A worker assembles a Tesla Model S at the Tesla factory in Fremont, Calif., Friday, June 22, 2012. The first Model S sedan car will be rolling off the assembly line on Friday.  (AP Photo/Paul Sakuma)

A lack of technological foresight and changing economic conditions may bring dramatic consolidation to the auto industry in the next 15 to 20 years. Industry analyst Adam Jonas at Morgan Stanley believes that the number of major automakers could go from around 30 today to as few as 6 in that time. However, a catastrophe is avoidable.

Jonas' argument is that the world has more automakers than it can sustain. He contends that too many of them are more focused on next year's models than attempting to adapt to technological change. Without looking forward, they won't survive.

Tesla might be the lighthouse leading automakers away from the rocks. While still quite small, it has disrupted the status quo and shown that there's more than one way to prepare for new innovations. "With proper execution, Detroit may thank Tesla Motors for being that stiff board in the back of the head right when they needed it," said Jonas to The Detroit News.

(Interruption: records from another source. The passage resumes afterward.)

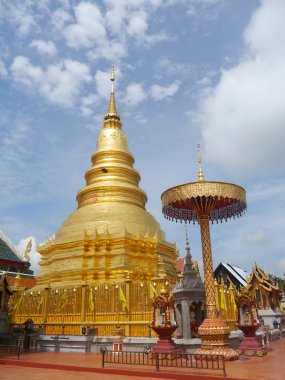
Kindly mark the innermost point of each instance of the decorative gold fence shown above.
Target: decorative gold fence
(107, 307)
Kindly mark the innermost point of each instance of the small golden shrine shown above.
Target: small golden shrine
(164, 323)
(109, 258)
(248, 323)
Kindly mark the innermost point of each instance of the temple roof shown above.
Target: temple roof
(264, 280)
(8, 252)
(236, 274)
(26, 281)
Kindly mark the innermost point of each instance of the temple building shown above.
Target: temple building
(231, 280)
(10, 257)
(109, 257)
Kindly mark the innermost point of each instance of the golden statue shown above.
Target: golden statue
(104, 262)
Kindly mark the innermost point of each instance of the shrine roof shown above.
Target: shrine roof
(8, 251)
(26, 281)
(237, 272)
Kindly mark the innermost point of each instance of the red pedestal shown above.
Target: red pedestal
(165, 344)
(250, 345)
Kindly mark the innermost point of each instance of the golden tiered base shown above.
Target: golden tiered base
(215, 339)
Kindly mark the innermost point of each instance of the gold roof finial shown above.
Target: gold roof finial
(112, 110)
(201, 177)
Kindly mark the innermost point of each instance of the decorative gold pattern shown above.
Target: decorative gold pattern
(208, 268)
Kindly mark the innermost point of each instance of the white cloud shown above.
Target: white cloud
(243, 117)
(59, 83)
(3, 71)
(23, 18)
(112, 51)
(137, 25)
(255, 237)
(89, 26)
(135, 94)
(102, 80)
(88, 104)
(163, 92)
(60, 18)
(170, 67)
(44, 47)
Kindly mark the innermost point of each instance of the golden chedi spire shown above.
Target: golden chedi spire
(112, 113)
(201, 177)
(110, 235)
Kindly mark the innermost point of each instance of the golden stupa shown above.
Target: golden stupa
(109, 257)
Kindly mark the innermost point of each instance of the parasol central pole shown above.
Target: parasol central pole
(208, 266)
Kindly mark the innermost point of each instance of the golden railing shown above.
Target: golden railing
(105, 307)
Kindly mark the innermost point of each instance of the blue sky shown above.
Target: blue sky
(188, 72)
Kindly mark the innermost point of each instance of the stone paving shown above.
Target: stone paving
(270, 367)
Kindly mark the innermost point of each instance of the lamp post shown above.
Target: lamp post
(204, 201)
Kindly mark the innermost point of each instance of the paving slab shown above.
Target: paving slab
(61, 365)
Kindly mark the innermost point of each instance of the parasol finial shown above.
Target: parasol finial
(201, 177)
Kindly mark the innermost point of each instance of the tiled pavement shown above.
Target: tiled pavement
(270, 367)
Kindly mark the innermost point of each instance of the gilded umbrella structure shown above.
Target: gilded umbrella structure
(204, 201)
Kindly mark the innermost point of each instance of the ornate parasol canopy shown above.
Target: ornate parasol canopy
(217, 200)
(220, 199)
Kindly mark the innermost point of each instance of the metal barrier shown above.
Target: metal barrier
(158, 360)
(12, 350)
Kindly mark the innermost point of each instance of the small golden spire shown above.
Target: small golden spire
(112, 110)
(27, 251)
(201, 177)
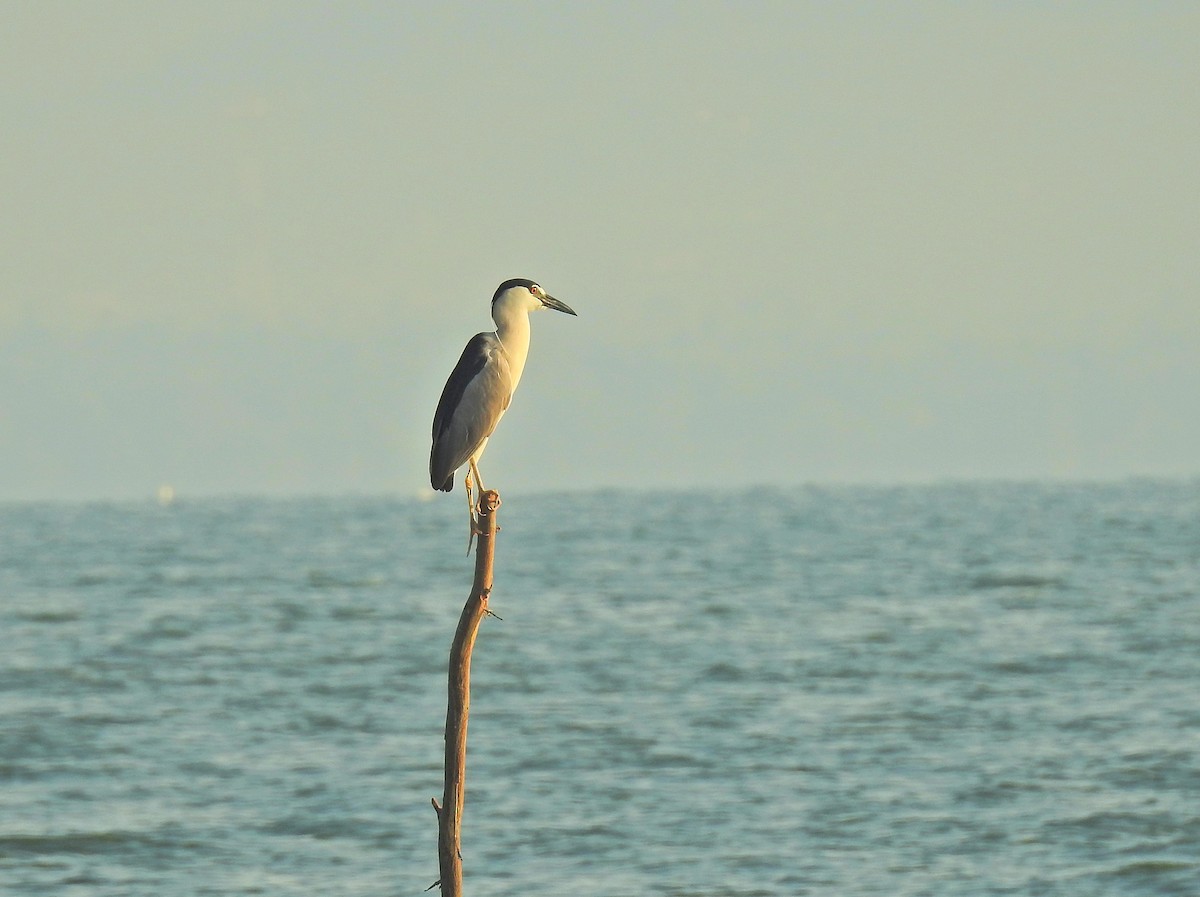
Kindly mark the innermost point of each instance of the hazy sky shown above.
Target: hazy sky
(244, 242)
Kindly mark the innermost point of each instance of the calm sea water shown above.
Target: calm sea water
(955, 690)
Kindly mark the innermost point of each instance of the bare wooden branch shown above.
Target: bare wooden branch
(459, 700)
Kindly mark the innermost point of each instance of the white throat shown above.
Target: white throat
(513, 331)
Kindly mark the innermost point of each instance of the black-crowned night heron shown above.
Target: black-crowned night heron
(481, 385)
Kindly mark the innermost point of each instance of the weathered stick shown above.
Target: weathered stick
(459, 702)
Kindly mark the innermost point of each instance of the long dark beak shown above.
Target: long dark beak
(549, 301)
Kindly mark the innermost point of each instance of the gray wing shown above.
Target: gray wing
(474, 398)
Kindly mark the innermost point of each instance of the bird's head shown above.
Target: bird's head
(526, 295)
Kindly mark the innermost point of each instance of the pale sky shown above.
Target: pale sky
(244, 242)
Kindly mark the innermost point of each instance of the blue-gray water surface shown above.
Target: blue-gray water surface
(943, 690)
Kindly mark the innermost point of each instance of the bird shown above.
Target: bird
(481, 385)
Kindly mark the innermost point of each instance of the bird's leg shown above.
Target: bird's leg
(475, 530)
(479, 480)
(471, 511)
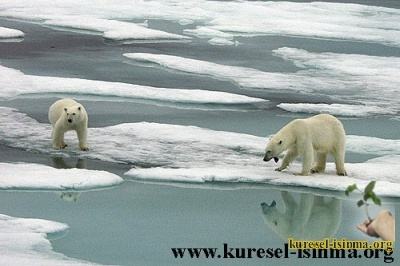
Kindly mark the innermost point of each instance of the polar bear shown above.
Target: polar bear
(65, 115)
(322, 134)
(310, 218)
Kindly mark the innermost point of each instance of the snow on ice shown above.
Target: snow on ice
(25, 242)
(193, 154)
(213, 19)
(15, 83)
(339, 76)
(6, 33)
(28, 176)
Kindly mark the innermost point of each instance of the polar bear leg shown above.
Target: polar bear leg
(307, 158)
(288, 159)
(321, 163)
(57, 139)
(339, 161)
(82, 136)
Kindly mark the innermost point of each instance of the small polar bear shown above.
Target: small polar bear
(65, 115)
(321, 134)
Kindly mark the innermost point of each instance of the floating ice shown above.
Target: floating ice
(27, 176)
(335, 109)
(24, 242)
(6, 33)
(15, 83)
(371, 80)
(193, 154)
(114, 30)
(338, 21)
(383, 169)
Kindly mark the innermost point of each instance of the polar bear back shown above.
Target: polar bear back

This isn't the first time there has been such doom and gloom about the industry. During the financial crisis, there were similar forecasts, but in most cases governments helped support weakened automakers. According to The Detroit News, there's been some consolidation among parts suppliers, but not as much as originally predicted. If Jonas' theory is correct, it could mean not only a huge shakeup in the industry, but a massive change in the world economy given how many jobs are connected to building cars.